My culinary education has gotten off to a great start. With the exception of real street food (which I’m avoiding for the time being until my stomach is more accustomed to the water here), I’ve tried every new food I can get my paws on. I’ve tasted traditional tandoori and tikka kebabs and masalas while also sampling more western interpretations of Indian food, like the roasted chicken sandwich with melted gruyere and mango-apple chutney I ate at Good Earth. Seeing as this post is already getting quite long, I’ll save a lot of food morsels for the next post. Here are a few of the treats I’ve enjoyed and the food scene I’ve witnessed:

Famous Brywaji Sweets--a gift from Nick's co-worker

Indigo Deli is a trendy offshoot of its more upscale sister restaurant, Indigo. The deli is located near the famous Taj hotel and is inevitably a tourist hotspot. Gringo patrons aside, the food was delicious, and it had a stellar cheese, meat, and bread counter. They also make and package their own olives, peppers, and super-grainy mustard, which I bought a jar of promptly after finishing lunch.

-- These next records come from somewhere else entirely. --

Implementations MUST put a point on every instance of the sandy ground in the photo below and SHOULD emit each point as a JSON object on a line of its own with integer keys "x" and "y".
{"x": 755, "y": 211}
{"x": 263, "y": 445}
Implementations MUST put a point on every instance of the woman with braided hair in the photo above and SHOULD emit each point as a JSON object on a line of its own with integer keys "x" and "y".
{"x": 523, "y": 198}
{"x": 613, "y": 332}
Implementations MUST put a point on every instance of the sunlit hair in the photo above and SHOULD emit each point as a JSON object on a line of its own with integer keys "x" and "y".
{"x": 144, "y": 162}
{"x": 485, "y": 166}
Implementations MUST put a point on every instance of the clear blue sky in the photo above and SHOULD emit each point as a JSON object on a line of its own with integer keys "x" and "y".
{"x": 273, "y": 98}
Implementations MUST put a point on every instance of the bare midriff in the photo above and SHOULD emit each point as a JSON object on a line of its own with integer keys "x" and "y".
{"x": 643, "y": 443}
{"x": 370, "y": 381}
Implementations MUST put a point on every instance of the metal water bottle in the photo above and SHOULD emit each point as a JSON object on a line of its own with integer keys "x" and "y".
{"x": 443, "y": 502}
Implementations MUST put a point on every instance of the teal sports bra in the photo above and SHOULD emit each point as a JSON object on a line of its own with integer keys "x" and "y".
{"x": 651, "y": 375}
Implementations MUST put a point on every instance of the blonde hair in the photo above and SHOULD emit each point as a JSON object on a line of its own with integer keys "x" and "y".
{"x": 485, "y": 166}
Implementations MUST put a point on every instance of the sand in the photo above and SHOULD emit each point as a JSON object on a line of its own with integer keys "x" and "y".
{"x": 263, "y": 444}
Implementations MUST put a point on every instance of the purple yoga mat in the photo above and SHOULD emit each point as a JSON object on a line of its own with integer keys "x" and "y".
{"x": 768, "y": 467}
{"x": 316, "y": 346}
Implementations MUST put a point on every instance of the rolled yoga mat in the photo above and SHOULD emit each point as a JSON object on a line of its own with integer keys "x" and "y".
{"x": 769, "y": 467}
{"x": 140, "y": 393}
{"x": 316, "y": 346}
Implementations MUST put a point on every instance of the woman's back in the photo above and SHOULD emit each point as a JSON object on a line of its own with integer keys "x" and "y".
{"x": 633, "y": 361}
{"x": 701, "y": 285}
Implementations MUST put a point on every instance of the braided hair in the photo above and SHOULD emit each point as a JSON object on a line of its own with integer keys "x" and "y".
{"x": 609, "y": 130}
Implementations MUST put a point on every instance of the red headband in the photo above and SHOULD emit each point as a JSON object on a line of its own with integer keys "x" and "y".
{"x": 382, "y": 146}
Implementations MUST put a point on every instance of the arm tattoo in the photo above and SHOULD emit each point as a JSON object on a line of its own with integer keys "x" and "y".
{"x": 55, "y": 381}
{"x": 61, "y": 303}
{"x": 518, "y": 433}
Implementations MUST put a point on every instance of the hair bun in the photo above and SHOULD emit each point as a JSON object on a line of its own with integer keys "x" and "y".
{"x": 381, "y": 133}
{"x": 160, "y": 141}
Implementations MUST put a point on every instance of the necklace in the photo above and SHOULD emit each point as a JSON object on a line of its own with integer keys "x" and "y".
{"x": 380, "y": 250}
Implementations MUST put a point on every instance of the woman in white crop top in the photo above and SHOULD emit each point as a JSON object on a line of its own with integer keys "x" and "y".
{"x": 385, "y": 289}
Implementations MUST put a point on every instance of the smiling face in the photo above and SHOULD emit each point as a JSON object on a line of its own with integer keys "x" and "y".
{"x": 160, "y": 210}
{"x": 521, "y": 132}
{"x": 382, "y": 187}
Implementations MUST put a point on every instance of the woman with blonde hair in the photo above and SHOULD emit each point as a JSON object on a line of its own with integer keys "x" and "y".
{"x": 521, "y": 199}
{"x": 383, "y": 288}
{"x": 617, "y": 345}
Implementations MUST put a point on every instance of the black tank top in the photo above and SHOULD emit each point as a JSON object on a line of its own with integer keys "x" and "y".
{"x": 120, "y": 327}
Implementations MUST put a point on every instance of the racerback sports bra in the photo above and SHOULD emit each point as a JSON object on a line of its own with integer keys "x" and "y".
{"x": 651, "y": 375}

Freshly Baked Western-Style Breads at Indigo Deli

Blue Cheese and Sharp Cheddar from Indigo Deli

Cheese Counter at Indigo Deli

Whereas the deli offered a selection of cheeses of the French and Italian variety (which I always love), I’ve also become a huge fan of paneer, cottage cheese that is partially dried up and generally cube-shaped. It is, by far, the most commonly used cheese here. Nick’s Neelam Auntie sauteed us up some fresh paneer in ghee (clarified butter–very popular fat used in Indian cooking). The result was essentially fried cheese. What could be better? The soft, salty paneer inside the buttery crispy crust was addictively delicious.